Summary: 2022, how close is your team to continuous deployment? Continuous deployment is a term we hear a lot, but what exactly is continuous deployment? How can we achieve continuous deployment? This article will break down the concept and implementation path of continuous deployment layer by layer.
Editor’s note: Continuous deployment is a term we hear a lot, but what exactly is continuous deployment? How can we achieve continuous deployment? This article will break down the concept and implementation path of continuous deployment layer by layer.
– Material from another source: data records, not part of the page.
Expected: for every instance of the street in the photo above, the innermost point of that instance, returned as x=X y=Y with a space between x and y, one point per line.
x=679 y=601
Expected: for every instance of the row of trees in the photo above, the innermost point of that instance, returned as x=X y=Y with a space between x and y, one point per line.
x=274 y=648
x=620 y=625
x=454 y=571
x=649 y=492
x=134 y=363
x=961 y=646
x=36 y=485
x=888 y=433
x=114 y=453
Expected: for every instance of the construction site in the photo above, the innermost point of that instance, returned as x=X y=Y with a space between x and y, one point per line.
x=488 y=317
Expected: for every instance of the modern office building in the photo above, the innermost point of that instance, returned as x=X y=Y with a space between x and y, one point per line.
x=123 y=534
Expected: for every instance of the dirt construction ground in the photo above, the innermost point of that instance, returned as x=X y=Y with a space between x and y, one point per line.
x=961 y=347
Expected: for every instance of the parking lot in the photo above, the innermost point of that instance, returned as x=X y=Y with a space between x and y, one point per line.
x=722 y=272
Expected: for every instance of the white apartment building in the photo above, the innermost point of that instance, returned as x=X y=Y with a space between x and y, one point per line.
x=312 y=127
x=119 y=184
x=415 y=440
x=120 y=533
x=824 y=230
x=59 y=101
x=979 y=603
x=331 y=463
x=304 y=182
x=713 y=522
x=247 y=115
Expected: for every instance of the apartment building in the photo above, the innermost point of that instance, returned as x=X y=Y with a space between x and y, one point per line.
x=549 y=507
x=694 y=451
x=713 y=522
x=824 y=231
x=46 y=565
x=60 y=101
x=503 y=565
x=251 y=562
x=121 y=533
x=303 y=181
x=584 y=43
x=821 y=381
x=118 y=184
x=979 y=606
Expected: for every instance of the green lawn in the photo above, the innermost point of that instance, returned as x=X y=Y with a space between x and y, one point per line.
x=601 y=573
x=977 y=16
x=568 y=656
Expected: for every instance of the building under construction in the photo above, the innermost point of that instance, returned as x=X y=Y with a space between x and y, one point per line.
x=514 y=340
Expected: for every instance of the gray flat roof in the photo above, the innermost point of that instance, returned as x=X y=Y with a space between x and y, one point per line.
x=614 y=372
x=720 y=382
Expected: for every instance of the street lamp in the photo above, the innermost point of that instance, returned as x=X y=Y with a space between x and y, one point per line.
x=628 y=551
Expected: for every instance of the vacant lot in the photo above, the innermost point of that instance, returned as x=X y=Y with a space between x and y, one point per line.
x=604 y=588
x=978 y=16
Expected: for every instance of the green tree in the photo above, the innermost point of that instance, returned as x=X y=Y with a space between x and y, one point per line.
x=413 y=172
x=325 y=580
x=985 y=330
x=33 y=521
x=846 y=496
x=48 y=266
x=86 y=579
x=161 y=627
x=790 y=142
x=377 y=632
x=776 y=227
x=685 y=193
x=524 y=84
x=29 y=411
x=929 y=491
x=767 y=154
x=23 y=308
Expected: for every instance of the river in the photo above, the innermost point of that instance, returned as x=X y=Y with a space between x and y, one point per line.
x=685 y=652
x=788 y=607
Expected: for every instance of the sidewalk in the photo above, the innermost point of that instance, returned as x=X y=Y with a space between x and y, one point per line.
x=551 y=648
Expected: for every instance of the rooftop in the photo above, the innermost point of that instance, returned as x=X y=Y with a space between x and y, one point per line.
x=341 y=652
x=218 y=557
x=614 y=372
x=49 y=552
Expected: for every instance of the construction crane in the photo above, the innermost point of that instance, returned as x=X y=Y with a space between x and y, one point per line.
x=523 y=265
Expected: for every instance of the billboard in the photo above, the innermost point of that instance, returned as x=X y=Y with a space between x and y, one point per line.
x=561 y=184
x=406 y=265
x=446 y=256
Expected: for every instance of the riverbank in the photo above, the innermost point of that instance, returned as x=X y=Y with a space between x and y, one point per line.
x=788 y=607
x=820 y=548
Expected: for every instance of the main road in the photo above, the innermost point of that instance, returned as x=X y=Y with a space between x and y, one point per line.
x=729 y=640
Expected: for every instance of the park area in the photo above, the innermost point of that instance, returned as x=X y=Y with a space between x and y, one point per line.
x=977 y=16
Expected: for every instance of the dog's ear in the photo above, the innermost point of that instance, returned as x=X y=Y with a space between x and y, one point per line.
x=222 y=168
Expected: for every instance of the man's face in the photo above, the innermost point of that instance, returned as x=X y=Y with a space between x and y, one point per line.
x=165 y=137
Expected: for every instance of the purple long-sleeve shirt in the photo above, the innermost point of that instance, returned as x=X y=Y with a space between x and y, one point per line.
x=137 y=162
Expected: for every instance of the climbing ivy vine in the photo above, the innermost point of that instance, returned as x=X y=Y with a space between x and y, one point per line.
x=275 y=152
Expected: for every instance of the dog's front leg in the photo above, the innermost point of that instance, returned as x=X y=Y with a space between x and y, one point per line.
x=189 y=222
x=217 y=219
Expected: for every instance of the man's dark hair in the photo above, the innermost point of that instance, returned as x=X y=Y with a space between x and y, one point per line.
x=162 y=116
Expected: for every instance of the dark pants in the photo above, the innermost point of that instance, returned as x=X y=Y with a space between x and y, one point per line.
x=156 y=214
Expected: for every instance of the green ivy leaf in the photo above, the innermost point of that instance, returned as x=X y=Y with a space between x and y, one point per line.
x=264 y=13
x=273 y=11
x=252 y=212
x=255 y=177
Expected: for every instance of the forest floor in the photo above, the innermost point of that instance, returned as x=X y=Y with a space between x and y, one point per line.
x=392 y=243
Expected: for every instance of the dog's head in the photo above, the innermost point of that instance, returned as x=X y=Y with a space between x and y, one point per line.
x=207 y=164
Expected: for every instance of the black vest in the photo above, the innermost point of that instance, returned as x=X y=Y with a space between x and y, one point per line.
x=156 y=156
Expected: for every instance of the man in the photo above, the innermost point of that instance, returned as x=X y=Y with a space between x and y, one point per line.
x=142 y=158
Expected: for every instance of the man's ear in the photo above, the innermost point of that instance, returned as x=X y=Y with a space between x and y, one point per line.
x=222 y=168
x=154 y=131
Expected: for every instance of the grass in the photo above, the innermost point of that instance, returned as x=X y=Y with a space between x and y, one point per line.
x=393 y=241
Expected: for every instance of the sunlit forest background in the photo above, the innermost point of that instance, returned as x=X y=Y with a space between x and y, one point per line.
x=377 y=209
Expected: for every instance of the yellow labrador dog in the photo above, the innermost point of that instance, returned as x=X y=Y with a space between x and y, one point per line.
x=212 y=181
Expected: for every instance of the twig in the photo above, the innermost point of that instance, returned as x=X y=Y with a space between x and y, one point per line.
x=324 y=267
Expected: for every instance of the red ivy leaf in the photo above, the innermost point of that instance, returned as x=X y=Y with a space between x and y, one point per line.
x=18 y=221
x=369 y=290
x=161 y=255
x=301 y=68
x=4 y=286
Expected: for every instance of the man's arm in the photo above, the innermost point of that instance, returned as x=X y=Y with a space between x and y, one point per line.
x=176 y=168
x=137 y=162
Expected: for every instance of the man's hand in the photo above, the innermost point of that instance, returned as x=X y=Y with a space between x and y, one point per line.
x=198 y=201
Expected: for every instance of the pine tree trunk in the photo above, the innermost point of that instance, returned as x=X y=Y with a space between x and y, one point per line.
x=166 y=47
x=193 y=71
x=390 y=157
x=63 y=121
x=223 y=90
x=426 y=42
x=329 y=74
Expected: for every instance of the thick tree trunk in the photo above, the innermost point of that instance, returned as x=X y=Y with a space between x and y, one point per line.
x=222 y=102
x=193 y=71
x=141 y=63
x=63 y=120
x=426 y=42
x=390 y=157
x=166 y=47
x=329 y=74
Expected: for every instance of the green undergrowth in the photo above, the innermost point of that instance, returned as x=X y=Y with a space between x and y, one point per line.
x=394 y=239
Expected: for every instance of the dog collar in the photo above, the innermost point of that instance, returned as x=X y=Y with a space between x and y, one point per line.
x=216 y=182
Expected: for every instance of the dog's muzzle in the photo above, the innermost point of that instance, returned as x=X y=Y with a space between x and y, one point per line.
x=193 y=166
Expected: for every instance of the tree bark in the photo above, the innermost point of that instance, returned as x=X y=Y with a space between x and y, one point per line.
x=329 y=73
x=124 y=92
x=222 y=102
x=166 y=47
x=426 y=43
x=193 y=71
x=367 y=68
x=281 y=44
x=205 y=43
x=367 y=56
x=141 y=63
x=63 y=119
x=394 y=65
Planning & Editor | Ya Chun
In the era of cloud development, the dominant publishing form has become a service-oriented publishing form, which provides a realistic basis for continuous publishing. The premise of publishing is to deploy the release artifact to production, so the premise of continuous release is continuous deployment.
Four requirements for continuous deployment
Continuous deployment requires the continuous provision of a stable and predictable system service. Sometimes there will be an outage during the release process, during which the system is not available. This is a non-continuous deployment mode.
We hope for continuous deployment:
First, it should be accurate — deployment results should be accurate and predictable;
Second, it should be reliable — the on-line service is not affected throughout the continuous deployment process;
Third, it should be continuous — there are software increments for sustainable deployment as continuous deployment occurs;
Fourth, process cost is low — the continuous deployment process is low cost and efficient.
How do you do these four things?
1. Accurate and predictable deployment results
Accurate deployment depends on three prerequisites: clear release artifacts and configurations, clear operating environment, clear release process and release strategy.
Here is a simple publishing example:
A release starts with an explicit image, which is the build product upstream. It also contains many configurations, such as startup configuration, container configuration, and so on. The other is the environment, where we will configure K8S in the deployment tool, and this configuration will eventually form an environment that will be used in the DevOps process. Finally, we publish artifacts and configurations to this environment, and the release is complete.
So, the process of publishing is the process of applying a collection of artifacts and configurations to a collection of environments. First of all, there should be a clear product to be released and the operating environment, and then through the corresponding description, the product, configuration and environment are described clearly, forming the released content, can enter the next step.
The easiest way to publish is kubectl Apply, but there are some problems with this approach.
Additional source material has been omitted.